The pitfalls began to appear when some of our clients were reporting that some pages are extremely slow. After a bit of research, it was quite apparent that the root of the cause was attributed to us using the containable feature.
To help you understand, let me provide a scenario. Users can create an album. Albums contain pictures. Pictures contains comments. In our model, each association is set to so User hasMany Album. Album hasMany Picture. Picture hasMany Comment.
Using this relationship we can do a find('all') on User and have it contain the data it wants. For example:
<?php $users = $this->User->find('all', array('contain' => array( 'Album' => array( 'Picture' => array( 'Comment' ) ) ) ) ); ?>
The above statement will return us all users, albums, photos, and comments for those photos in a nice recursive array. Now you are asking, so what are the pitfalls? Well, let me clarify, there are no pitfalls with the data returned, it compilies it quite nicely, it's how it gets there.

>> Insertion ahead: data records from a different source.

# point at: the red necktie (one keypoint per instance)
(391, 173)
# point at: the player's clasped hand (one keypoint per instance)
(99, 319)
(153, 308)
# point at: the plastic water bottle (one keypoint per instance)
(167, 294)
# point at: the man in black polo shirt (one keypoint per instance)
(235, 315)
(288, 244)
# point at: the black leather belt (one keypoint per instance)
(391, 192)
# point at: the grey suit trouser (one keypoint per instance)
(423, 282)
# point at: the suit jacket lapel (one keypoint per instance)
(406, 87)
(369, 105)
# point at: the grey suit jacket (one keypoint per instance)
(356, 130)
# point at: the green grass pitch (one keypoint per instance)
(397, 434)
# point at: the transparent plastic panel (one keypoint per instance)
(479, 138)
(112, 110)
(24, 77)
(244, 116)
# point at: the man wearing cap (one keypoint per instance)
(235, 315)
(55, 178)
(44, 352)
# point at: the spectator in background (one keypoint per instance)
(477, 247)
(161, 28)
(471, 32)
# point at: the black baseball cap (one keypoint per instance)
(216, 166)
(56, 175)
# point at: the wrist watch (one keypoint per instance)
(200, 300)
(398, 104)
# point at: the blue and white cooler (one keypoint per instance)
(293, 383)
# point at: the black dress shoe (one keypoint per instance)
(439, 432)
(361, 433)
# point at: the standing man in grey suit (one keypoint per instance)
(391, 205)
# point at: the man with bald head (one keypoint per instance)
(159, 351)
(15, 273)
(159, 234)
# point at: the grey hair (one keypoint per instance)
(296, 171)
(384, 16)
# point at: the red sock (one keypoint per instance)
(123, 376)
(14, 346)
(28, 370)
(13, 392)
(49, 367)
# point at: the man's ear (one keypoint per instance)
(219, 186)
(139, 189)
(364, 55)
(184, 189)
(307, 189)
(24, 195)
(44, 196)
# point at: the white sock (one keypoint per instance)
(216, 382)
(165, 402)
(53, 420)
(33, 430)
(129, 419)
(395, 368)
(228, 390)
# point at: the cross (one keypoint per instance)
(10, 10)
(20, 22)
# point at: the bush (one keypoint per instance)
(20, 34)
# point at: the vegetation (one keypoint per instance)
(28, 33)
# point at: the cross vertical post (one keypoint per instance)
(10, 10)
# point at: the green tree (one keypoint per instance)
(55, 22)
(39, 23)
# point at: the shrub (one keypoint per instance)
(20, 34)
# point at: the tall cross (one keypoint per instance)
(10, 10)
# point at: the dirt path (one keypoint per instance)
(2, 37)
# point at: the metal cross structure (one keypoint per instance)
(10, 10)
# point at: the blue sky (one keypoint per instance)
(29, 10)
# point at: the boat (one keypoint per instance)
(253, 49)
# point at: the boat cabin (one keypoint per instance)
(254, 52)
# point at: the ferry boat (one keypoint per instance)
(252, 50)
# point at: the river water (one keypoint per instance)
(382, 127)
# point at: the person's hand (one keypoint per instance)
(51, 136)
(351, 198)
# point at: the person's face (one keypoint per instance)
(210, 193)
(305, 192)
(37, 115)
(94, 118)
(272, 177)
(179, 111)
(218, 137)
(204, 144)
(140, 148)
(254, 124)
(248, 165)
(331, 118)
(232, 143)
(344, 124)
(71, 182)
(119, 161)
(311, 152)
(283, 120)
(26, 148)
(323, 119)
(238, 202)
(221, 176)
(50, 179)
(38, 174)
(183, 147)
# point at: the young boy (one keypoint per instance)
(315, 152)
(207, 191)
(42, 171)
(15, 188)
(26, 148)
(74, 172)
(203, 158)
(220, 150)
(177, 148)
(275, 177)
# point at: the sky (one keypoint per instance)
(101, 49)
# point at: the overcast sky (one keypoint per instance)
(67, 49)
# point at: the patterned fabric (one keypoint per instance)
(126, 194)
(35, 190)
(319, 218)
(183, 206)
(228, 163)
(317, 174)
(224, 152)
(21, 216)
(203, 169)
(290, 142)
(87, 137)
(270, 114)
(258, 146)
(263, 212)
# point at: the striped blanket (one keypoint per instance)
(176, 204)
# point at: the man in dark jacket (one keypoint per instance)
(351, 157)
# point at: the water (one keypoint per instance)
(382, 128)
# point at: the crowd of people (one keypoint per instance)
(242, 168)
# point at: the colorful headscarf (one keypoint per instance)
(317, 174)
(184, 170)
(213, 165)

To achieve the data above, CakePHP will do one query that selects * from users and left joins albums. For each album returned in the above result, it will in turn do one select * from pictures where the album_id is in the pictures table. Then for those results, it will do the same for the comments table. This can turn into 100s over queries.
Not only does it perform an IN statement, it performs an extraordinary amount of additional queries. I can be ok with the additional queries, as there are a lot of arguments that support smaller, simpler queries are just as effective as less, larger more complex queries.
There is simply no argument for the IN statement. The IN statement is far slower than if we were to perform one query using left or inner joins to return the same data, especially on large tables.
After doing some research, it is clear that CakePHP will not be solving this issue in 1.2.x. I have heard rumors that it will be addressed in version 2 though, which I will be quite excited for.
My advice, avoid using contains when joining more than one table. Instead write a custom query in your model. To give you an idea of how simple it is, the contains statement above could have been written like:
SELECT `User`.*, `Album`.*, `Picture`.*, `Comment`.* FROM users `User` INNER JOIN albums `Album` ON `User`.id = `Album`.user_id INNER JOIN photos `Photo` ON `Album`.id = `Photo`.album_id INNER JOIN comments `Comment` ON `Picture`.id = `Comment`.picture_id
This will accomplish the same thing, it is important to note though that your array will be structured different. It will be a flat array oppose to a recursive array.
Don't worry CakePHP, I still <3 you!